Шварцман поведал на следствии, что он и завербовал Шейнина в группу иностранных агентов. Он также признался, что принимал личное участие в убийстве Кирова, имел интимную связь с собственным сыном, дочерью, а также министром МГБ Абакумовым и английским послом сэром Арчибалдом Кларком Керром, эту связь он установил, проникнув однажды ночью на территорию английского посольства в Москве. Начав «разработку» Шейнина, следователи в качестве доказательств его преступной деятельности использовали его же пьесы, обвиняя в том, что с помощью своих пьес он протаскивает на сцену зловредные антисоветские идейки, а также возглавляет заговор шпионов-драматургов, препятствующих неуклонному подъему советской литературы и искусства.

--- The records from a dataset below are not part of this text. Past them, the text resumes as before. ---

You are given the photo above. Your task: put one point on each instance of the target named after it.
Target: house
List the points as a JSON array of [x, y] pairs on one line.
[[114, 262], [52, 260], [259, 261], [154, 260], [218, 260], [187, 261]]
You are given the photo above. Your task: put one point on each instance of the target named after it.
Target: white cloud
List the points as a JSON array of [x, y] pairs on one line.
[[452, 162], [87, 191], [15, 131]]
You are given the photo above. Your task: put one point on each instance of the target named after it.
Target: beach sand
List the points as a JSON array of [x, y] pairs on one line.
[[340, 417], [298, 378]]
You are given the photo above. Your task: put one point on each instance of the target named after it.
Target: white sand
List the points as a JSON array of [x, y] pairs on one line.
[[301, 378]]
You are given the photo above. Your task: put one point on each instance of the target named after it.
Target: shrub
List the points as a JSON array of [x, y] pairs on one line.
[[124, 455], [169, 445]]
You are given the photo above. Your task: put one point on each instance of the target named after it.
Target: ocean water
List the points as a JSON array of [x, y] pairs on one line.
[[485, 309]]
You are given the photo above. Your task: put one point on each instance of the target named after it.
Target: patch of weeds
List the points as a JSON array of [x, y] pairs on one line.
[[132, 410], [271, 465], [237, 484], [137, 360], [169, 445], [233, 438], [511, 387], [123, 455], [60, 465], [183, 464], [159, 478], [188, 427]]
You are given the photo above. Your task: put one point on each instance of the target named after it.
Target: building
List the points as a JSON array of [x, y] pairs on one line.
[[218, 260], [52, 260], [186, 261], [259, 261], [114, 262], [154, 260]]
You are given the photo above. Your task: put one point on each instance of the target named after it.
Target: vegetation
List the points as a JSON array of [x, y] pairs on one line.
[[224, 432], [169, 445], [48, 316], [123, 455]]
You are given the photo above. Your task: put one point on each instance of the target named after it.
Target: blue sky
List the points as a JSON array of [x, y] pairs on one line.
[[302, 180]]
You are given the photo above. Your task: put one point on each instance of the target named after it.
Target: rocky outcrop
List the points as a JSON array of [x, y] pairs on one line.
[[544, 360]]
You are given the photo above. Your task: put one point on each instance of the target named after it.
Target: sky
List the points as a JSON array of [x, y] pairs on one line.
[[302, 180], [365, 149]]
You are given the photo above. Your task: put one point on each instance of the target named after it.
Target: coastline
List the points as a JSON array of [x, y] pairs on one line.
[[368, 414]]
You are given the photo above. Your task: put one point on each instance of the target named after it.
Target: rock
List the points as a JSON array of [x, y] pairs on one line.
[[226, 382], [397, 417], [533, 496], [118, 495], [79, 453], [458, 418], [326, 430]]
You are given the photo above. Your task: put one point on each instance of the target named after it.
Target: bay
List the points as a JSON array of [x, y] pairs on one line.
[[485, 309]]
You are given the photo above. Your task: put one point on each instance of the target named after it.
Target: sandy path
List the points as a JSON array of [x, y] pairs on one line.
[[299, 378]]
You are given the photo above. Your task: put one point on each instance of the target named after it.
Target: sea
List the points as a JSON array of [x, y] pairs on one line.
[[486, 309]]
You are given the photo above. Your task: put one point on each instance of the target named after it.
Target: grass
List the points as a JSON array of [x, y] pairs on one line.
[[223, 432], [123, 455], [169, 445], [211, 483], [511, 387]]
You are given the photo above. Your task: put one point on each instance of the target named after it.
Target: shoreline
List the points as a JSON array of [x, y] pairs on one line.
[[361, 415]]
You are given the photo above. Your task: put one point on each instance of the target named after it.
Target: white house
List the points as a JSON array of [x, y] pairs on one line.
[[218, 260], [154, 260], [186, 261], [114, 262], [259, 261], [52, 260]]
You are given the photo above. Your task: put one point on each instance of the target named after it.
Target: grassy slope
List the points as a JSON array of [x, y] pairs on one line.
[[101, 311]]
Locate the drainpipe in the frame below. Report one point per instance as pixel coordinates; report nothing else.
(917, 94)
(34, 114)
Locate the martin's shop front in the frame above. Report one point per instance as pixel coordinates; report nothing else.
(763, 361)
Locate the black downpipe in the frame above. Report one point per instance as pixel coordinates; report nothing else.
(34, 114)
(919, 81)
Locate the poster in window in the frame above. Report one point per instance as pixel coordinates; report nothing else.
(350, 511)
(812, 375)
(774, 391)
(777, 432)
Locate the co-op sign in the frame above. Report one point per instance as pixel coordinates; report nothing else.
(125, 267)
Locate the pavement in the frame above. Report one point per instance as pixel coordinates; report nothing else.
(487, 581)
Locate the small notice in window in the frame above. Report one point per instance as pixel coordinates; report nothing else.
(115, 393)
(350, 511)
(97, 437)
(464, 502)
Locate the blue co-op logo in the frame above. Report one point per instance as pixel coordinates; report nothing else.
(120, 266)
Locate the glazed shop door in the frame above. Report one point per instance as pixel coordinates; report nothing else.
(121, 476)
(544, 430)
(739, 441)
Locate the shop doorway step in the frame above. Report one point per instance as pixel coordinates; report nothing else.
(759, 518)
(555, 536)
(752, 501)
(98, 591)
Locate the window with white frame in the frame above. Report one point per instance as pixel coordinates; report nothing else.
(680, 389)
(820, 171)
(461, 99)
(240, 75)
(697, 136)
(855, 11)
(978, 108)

Шейнина доставили на Лубянку сразу к полковнику Рюми-ну, известному тем, что всего за несколько месяцев из обыкновенного следователя он превратился по приказу Сталина в заместителя министра госбезопасности. Именно Рюмин и «раскрутил» дела врачей-убийц и антифашистского комитета. Шейнин отказался взять на себя руководящую роль в заговоре, согласившись со следователями лишь в том, что рассказывал антисоветские анекдоты в кругу своих соавторов-драматургов и произносил вслух «плоские шутки определенного свойства». Не признал он и то, что был завербован во время Нюрнбергского процесса, в котором он участвовал в составе официальной советской делегации.
Но Рюмин почему-то не поверил показаниям Шейнина, потребовав от него сдать «и центр, и подполье, и выход на Америку, и все как полагается», пригрозив в случае отказа говорить правду отправить в Лефортовскую тюрьму, славившуюся своим жестким режимом. В Лефортово Шейнин все же угодил. Он находился в одной камере с полковником госбезопасности Черновым, который к тому времени уже два года сидел один и, конечно, новому соседу обрадовался. «Ко мне посадили писателя Леву Шейнина, – пишет Чернов. – Он ко мне подъезжал и так и эдак, расспрашивал, кто я, за что сижу, а я до того одичал, что отмалчивался и даже назвался другой фамилией… Скуповатый он, Лева, как что получит из тюремного ларька на выписку – ничем не поделится, а так ничего, байки разные рассказывал. “Знаешь, – говорит, – я юрист не из последних, как-никак государственный советник юстиции 2 класса, по-вашему генерал-лейтенант, а в своем деле ни хрена понять не могу!” От него я узнал, что Берию посадили. Шейнину, понятно, этого не сказали, но Лева башковитый – по характеру записей в протоколе допроса сам обо всем догадался и тут же написал письмо Хрущеву, они с друг дружкой давно знакомы. Главное, был случай, когда Лева ему добро сделал: входил в комиссию, которая по заданию Политбюро что-то проверяла на Украине, и составил справку в пользу Хрущева… В общем, Леву вскоре выпустили».